Le camp militaire de Tessalit, verrou sécuritaire du nord du Mali, est tombé entre les mains de groupes rebelles présentés comme islamistes, selon les informations relayées sur la situation sécuritaire malienne. Cette perte, survenue dans la région de Kidal, à proximité immédiate de la frontière algérienne, accentue la pression militaire et politique sur la junte au pouvoir à Bamako. Tessalit n’est pas une garnison ordinaire : sa piste d’aviation et sa position au cœur du massif de l’Adrar des Ifoghas en font l’un des points névralgiques du dispositif sécuritaire de l’État malien dans le Sahara.
Tessalit, verrou sahélien aux mains des rebelles
La chute de ce camp confirme la perte progressive d’emprise des Forces armées maliennes (FAMa) sur le grand Nord. Pendant plus d’une décennie, Tessalit a constitué une base avancée incontournable, utilisée tour à tour par l’armée malienne, par les contingents français de l’opération Barkhane jusqu’à leur retrait, puis par la mission onusienne Minusma avant le départ ordonné en 2023. Le retrait simultané de ces partenaires extérieurs avait laissé craindre un vide opérationnel dans cette zone désertique de plusieurs centaines de milliers de kilomètres carrés.
Ce vide, les groupes armés l’occupent désormais avec méthode. La prise de Tessalit s’inscrit dans une séquence d’attaques coordonnées qui visent les axes logistiques et les positions isolées. La région, longtemps disputée entre rébellions touarègues et mouvances jihadistes, voit aujourd’hui se chevaucher les agendas politiques indépendantistes et les projets territoriaux portés par des katibas affiliées à Al-Qaïda ou à l’État islamique. Reste que la qualification précise des assaillants demeure sujette à débat, plusieurs sources évoquant une coalition mouvante.
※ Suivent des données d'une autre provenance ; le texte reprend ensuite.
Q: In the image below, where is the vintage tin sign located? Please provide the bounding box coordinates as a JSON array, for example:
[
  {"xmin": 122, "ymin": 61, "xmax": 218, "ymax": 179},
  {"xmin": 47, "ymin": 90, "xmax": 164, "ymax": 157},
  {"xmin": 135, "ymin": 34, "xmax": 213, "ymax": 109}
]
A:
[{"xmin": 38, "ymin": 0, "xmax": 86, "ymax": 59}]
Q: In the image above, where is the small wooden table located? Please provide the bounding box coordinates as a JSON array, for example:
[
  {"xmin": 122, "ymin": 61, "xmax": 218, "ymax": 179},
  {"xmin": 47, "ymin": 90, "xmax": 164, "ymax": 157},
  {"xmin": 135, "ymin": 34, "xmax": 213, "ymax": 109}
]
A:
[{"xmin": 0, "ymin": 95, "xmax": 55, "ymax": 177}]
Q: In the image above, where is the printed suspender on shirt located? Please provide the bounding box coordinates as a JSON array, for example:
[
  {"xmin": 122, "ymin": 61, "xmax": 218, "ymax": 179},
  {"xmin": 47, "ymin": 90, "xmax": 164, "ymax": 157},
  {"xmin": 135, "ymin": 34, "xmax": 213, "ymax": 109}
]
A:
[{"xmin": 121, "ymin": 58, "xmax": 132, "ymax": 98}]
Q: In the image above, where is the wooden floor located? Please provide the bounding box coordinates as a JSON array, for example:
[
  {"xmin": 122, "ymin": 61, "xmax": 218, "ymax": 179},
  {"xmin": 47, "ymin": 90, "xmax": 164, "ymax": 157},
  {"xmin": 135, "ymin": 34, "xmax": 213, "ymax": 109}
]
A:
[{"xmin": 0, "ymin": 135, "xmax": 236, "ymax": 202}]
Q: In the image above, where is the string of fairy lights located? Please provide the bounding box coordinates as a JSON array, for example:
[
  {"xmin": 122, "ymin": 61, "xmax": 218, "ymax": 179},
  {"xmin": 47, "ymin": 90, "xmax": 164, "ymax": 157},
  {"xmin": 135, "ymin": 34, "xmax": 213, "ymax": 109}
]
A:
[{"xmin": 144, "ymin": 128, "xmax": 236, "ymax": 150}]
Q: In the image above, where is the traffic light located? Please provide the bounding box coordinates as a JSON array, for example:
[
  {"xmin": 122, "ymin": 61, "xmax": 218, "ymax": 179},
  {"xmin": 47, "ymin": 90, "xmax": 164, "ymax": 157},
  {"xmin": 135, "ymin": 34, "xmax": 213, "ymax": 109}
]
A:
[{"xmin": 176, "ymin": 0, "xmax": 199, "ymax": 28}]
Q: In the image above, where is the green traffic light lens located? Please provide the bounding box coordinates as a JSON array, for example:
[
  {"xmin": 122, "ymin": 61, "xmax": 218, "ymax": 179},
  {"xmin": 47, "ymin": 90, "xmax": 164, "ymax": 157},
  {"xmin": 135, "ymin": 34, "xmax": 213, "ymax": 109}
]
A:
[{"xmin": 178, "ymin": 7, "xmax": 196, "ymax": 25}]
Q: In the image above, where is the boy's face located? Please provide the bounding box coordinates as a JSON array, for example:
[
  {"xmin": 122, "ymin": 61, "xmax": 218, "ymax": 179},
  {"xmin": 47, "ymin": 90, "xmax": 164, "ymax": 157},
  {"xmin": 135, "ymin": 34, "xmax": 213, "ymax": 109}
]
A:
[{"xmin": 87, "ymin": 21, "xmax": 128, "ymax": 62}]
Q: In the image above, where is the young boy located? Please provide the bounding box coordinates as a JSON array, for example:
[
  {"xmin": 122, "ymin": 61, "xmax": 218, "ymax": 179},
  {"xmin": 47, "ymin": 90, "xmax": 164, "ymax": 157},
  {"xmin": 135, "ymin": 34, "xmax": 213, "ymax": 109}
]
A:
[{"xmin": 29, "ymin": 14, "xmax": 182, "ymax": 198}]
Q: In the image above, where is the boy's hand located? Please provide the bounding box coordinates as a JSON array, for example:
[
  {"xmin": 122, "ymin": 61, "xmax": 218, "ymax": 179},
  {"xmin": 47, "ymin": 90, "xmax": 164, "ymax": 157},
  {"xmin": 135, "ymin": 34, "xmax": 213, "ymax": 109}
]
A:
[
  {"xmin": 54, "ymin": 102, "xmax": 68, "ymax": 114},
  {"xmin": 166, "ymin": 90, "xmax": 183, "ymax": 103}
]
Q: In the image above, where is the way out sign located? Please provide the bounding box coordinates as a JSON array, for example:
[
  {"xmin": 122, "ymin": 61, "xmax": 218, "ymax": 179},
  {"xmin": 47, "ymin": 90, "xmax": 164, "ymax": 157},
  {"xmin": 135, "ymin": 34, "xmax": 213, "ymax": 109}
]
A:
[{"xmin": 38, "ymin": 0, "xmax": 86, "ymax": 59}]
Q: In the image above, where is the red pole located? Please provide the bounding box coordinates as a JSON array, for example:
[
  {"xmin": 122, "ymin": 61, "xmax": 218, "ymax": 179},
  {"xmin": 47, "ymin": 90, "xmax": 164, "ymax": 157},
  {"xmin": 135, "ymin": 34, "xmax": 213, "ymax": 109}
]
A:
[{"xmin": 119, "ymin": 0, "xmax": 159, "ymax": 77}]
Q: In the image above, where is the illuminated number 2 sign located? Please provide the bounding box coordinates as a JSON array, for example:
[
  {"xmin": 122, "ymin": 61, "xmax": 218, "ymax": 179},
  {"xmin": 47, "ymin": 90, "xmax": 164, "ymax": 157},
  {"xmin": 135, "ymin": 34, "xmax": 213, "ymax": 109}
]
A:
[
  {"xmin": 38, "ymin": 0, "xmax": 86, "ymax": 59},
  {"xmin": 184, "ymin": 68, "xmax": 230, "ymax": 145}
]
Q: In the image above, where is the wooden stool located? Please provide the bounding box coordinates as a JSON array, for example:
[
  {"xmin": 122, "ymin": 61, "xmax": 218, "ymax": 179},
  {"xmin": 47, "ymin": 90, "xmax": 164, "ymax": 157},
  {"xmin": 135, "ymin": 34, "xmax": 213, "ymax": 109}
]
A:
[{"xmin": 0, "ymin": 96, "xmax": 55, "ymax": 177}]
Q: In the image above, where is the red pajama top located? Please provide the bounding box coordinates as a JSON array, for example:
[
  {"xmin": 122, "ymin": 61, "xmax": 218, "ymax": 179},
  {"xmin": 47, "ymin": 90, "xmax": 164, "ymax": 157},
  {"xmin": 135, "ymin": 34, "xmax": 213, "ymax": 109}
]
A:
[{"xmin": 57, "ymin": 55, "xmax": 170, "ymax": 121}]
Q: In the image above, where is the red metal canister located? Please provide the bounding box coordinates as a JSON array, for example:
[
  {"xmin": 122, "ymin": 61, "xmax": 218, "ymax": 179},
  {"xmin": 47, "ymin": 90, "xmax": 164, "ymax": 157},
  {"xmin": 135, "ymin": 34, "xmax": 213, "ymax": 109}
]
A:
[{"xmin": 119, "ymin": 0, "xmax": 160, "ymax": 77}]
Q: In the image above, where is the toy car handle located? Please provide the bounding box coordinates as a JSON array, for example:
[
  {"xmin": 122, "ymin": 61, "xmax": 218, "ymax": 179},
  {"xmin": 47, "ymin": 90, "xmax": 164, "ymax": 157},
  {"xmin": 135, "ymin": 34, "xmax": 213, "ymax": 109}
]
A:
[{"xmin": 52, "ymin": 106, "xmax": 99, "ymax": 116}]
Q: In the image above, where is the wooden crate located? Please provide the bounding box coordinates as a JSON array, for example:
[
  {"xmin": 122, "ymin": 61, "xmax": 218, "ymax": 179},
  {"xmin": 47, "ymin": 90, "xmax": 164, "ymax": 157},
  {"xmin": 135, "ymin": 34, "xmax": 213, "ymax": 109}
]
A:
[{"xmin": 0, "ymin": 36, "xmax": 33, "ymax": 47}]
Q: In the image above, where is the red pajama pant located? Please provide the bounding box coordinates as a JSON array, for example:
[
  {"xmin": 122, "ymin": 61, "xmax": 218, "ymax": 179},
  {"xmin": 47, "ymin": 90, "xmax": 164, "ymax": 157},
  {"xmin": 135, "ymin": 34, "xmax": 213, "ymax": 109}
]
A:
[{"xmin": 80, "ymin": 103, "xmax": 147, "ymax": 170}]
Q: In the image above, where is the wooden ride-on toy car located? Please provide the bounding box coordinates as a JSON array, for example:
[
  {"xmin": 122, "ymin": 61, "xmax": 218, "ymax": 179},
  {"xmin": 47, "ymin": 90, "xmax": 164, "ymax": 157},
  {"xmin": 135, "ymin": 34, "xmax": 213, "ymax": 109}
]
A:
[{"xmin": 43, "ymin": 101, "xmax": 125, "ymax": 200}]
Une junte malienne fragilisée sur le terrain et au plan régional
Pour le pouvoir militaire dirigé par le colonel Assimi Goïta, ce revers tombe à un moment particulièrement sensible. Bamako avait fait de la reconquête du Nord, et notamment de la reprise de Kidal en novembre 2023, le marqueur central de sa légitimité sécuritaire. La perte de Tessalit fissure ce récit. Elle questionne aussi l’efficacité du partenariat militaire noué avec la Russie, par le biais de l’ex-groupe Wagner devenu Africa Corps, dont les éléments sont déployés au côté des FAMa depuis fin 2021.
Sur le plan diplomatique, le contexte est tout aussi tendu. Le Mali, qui a quitté la Communauté économique des États de l’Afrique de l’Ouest (Cédéao) avec le Burkina Faso et le Niger pour fonder l’Alliance des États du Sahel (AES), s’efforce de bâtir une architecture de défense commune. Les revers militaires accumulés par chacun des trois pays membres soulignent toutefois la difficulté à transformer cette alliance politique en force opérationnelle cohérente. Le repli des partenaires occidentaux n’a pas été compensé par un dispositif équivalent.
Un signal stratégique pour le Sahel et ses voisins
La portée du recul malien dépasse les frontières du pays. L’Algérie voisine, attentive à toute déstabilisation dans sa zone tampon saharienne, surveille de près les évolutions à Tessalit, située à quelques dizaines de kilomètres de son territoire. La Mauritanie, le Niger et le Burkina Faso, eux aussi exposés à la pression jihadistes, observent la séquence comme un test grandeur nature de la résilience d’un régime militaire face à une insurrection prolongée.
Pour les investisseurs et les chancelleries qui suivent la trajectoire du Sahel, plusieurs signaux convergent. Les corridors logistiques transsahariens deviennent plus risqués. Les projets miniers et énergétiques implantés dans le nord du Mali ou dans les zones limitrophes voient leur prime de risque s’alourdir. Les opérateurs humanitaires, déjà entravés, peinent à maintenir des couloirs d’accès vers les populations isolées du Cercle de Tessalit et de l’Adrar.
Concrètement, la junte malienne se retrouve face à un dilemme. Tenter une reconquête rapide exposerait des colonnes mécanisées à des embuscades en terrain ouvert, à l’image des pertes subies fin juillet 2024 près de Tinzaouatène. Renoncer durablement à Tessalit reviendrait à acter une partition de fait du territoire national. Entre ces deux options, l’arbitrage politique sera scruté autant à Bamako qu’à Niamey, Ouagadougou, Alger et Moscou. Selon Info241, la chute de Tessalit accentue désormais frontalement la pression sur les autorités maliennes.